Figure 5. p53 Suppresses SASP Factors in MiDAS.

(A–C) Cells were infected with lentiviruses expressing control, SIRT3 or HSPA9 shRNAs, then a p53 shRNA (shp53) or control virus, were assayed 10 days later for HSPA9, SIRT3, p53 and p21 protein (A), SA-Bgal activity (B), and BrdU incorporation (C).

(D) RNA from WT and rho0 cells, infected with shp53 or control lentiviruses and cultured + or − pyruvate for 10 days was analyzed for IL-1A (upper panel) and IL-1B (lower panel) mRNA by qPCR.

(E) RNA from WT or rho0 cells, mock- or IR-treated, and cultured + or − pyruvate for 10 days was analyzed as in (D).

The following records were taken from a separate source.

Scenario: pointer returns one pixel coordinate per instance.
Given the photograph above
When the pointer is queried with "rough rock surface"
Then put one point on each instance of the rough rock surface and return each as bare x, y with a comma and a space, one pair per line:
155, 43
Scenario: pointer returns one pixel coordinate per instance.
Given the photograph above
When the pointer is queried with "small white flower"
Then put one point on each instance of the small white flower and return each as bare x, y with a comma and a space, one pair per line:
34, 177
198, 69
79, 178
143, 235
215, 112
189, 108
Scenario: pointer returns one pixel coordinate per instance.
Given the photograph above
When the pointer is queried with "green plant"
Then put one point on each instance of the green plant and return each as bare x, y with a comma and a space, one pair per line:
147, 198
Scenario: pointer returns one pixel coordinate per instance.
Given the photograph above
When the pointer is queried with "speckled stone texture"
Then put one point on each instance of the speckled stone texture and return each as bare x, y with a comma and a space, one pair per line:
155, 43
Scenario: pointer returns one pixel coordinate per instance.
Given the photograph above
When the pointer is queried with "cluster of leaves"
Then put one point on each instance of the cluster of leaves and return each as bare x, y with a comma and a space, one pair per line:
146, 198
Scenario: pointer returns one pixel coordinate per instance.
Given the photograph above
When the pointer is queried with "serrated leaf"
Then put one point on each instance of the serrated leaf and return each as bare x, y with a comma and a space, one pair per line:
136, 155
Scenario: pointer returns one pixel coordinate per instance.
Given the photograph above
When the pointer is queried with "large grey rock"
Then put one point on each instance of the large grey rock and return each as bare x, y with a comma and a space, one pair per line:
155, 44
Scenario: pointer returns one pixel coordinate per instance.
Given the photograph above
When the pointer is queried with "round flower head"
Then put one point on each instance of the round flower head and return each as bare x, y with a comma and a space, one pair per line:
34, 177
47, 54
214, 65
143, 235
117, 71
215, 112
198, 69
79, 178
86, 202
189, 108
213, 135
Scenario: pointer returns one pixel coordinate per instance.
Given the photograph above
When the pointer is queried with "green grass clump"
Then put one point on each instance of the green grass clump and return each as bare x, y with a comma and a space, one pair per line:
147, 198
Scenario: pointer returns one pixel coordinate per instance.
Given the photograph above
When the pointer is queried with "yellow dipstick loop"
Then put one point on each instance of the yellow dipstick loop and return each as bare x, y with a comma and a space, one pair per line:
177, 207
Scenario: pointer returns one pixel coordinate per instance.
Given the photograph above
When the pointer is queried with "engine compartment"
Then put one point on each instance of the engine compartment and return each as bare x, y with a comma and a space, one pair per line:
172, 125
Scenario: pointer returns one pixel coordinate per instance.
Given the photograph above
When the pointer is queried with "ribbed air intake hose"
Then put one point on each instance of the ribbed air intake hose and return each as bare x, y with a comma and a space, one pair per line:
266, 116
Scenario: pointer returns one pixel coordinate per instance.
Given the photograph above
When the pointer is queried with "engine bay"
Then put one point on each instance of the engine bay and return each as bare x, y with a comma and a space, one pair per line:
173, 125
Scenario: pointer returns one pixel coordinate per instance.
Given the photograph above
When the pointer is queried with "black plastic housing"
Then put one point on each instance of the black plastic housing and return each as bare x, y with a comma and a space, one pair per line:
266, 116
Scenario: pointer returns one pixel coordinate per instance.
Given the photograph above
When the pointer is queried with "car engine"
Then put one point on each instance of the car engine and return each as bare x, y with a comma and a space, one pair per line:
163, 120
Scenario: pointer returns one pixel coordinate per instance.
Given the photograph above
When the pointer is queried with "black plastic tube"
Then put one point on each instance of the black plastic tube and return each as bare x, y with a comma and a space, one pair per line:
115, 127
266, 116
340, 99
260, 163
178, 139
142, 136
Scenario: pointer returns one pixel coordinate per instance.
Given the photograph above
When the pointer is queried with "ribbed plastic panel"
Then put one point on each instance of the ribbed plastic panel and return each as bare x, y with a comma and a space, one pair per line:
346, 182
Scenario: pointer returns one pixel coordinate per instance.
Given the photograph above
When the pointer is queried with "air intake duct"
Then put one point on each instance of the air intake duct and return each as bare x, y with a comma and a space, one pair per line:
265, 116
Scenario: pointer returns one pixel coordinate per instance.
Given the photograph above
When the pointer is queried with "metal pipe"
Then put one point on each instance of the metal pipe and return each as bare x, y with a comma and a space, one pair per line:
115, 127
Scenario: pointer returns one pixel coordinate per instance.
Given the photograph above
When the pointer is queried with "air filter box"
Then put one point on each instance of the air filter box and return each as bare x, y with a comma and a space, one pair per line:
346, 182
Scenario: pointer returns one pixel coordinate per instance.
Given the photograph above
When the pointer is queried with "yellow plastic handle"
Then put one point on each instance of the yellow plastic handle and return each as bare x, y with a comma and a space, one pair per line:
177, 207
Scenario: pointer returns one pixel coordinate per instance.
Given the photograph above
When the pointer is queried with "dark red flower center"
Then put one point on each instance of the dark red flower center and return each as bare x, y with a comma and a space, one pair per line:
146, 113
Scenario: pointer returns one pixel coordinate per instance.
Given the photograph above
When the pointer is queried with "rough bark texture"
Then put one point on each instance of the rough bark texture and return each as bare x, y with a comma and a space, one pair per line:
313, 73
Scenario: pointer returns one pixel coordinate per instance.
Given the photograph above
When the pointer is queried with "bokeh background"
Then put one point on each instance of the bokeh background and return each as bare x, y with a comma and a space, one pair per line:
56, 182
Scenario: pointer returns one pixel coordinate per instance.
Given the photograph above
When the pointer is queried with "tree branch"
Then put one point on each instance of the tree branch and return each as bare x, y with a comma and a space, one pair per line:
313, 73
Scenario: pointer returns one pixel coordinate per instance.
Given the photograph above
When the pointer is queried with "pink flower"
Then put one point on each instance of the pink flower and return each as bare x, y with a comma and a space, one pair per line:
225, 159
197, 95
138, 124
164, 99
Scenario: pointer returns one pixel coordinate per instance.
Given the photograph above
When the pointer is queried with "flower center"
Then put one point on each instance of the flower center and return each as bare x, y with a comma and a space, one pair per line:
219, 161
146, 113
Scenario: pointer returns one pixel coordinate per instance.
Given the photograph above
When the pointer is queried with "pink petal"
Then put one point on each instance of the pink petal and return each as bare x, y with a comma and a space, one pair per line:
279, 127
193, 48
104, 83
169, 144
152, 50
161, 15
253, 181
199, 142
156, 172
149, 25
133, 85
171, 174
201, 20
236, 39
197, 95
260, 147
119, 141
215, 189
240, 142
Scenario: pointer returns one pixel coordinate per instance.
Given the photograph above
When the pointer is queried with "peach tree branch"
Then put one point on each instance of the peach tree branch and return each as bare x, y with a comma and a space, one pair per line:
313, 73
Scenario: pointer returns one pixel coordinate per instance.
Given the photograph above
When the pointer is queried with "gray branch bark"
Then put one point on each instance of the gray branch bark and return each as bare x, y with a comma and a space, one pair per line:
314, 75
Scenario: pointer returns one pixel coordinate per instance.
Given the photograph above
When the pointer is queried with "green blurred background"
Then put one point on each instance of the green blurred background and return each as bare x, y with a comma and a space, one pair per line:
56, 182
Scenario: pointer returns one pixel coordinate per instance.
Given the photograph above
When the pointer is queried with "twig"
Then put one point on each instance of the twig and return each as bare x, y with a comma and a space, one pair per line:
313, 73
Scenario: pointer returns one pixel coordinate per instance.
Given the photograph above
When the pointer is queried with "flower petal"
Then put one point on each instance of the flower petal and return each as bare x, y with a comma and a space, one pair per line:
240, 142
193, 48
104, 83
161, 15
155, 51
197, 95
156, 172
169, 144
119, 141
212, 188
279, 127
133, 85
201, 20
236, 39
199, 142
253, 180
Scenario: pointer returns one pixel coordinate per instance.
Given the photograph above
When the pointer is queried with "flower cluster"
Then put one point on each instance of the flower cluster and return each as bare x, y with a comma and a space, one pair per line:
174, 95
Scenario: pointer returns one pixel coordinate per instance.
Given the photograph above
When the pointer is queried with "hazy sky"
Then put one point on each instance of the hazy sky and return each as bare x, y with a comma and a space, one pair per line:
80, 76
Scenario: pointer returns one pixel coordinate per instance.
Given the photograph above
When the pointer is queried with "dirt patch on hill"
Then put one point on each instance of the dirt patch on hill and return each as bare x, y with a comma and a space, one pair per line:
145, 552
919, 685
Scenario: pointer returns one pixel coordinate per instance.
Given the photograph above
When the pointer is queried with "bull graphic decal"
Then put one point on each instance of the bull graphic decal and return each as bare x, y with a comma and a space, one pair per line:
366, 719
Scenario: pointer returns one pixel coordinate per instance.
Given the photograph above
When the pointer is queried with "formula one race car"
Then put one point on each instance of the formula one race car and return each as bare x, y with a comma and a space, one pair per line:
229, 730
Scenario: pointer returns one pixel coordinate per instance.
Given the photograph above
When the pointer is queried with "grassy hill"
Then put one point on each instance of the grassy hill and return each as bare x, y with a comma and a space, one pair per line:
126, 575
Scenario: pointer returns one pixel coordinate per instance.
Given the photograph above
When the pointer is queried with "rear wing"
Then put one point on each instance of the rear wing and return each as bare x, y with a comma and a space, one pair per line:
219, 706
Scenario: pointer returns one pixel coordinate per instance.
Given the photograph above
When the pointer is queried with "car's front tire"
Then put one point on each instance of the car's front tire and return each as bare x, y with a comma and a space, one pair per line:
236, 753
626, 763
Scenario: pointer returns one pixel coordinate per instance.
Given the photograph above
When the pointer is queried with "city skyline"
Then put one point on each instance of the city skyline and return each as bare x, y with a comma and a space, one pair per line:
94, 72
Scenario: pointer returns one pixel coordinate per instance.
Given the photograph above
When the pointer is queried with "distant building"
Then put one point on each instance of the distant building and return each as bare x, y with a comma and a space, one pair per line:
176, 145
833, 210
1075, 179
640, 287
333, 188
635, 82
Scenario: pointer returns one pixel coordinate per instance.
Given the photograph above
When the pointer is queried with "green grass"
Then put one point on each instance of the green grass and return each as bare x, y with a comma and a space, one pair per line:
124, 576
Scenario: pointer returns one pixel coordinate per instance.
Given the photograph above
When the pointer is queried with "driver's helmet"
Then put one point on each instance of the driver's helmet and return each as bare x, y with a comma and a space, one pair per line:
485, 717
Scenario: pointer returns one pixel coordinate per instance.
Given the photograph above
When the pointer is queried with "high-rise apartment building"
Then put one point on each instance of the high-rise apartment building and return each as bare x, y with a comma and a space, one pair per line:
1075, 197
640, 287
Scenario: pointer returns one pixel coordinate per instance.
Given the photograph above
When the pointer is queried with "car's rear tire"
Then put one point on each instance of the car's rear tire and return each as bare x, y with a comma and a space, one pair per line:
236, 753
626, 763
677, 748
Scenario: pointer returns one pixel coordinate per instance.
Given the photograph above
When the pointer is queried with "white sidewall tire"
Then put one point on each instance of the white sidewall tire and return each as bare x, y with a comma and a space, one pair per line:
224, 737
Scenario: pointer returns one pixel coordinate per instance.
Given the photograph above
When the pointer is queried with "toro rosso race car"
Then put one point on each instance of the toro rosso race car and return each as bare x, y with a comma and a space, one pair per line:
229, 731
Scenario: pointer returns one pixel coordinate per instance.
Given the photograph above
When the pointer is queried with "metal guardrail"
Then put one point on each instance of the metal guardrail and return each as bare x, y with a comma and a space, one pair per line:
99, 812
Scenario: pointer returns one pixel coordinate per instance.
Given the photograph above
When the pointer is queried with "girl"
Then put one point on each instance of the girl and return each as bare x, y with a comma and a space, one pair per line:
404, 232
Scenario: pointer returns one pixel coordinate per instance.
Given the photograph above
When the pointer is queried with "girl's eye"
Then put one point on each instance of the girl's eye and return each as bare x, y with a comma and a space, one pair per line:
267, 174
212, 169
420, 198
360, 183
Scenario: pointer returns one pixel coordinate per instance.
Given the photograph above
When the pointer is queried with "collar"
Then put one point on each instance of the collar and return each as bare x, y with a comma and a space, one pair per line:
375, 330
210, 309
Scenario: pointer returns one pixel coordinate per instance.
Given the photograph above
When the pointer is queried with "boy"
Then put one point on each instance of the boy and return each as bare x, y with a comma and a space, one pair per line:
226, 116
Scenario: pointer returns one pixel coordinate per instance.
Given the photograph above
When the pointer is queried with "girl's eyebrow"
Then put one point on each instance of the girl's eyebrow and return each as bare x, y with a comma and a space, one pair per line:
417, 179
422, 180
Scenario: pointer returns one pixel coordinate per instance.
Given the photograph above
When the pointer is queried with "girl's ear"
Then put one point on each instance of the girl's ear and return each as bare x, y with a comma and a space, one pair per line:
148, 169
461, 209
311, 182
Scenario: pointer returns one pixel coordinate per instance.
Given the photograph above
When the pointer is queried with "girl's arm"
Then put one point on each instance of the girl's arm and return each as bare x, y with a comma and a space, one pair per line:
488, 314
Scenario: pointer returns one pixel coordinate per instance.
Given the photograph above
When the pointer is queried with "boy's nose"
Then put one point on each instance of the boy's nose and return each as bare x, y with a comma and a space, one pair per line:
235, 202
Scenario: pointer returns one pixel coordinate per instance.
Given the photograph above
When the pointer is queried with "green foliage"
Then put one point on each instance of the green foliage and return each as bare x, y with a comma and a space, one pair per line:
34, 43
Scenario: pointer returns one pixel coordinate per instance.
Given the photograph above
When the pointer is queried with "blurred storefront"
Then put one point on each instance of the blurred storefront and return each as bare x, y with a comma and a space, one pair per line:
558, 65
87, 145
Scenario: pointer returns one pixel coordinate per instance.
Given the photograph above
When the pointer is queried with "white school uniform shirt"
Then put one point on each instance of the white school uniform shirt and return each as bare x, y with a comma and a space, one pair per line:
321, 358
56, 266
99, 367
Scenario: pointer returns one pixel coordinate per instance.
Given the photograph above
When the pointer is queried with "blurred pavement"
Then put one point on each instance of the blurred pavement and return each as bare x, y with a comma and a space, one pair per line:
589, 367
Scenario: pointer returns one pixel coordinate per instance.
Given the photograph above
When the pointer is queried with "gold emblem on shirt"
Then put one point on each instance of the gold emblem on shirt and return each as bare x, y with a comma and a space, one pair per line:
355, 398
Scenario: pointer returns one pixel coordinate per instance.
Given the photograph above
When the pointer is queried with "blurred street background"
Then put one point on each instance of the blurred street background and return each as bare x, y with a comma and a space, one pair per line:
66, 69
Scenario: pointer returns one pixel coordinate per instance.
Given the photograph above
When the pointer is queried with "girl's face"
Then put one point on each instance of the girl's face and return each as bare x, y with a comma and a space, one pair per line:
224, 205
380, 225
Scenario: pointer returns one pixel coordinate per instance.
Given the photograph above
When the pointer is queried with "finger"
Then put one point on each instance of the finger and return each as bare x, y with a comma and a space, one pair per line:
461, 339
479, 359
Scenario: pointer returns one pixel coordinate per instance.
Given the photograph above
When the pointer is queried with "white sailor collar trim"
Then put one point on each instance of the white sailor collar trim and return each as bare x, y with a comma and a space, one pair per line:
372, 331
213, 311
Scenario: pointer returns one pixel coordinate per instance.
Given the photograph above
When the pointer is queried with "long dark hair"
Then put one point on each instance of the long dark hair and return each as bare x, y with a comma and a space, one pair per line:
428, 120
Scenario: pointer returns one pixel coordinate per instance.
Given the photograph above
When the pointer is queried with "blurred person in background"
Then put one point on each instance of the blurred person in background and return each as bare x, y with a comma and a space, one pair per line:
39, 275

(F) NF-κB reporter activity in cells cultured as in (E).

(G) ChIP assays for RelA and CBP binding at the IL1A promoter in WT and rho0 cells cultured + or − pyruvate for 7 days.

(H) WT and rho0 cells were cultured + or − pyruvate and infected with control or shRelA-expressing lentiviruses, and mRNA levels were measured by qPCR.

(I) WT and rho0 cells cultured + or − pyruvate were analyzed for IL-10 and TNF-α mRNAs by qPCR. Bar graphs indicate mean + SEM.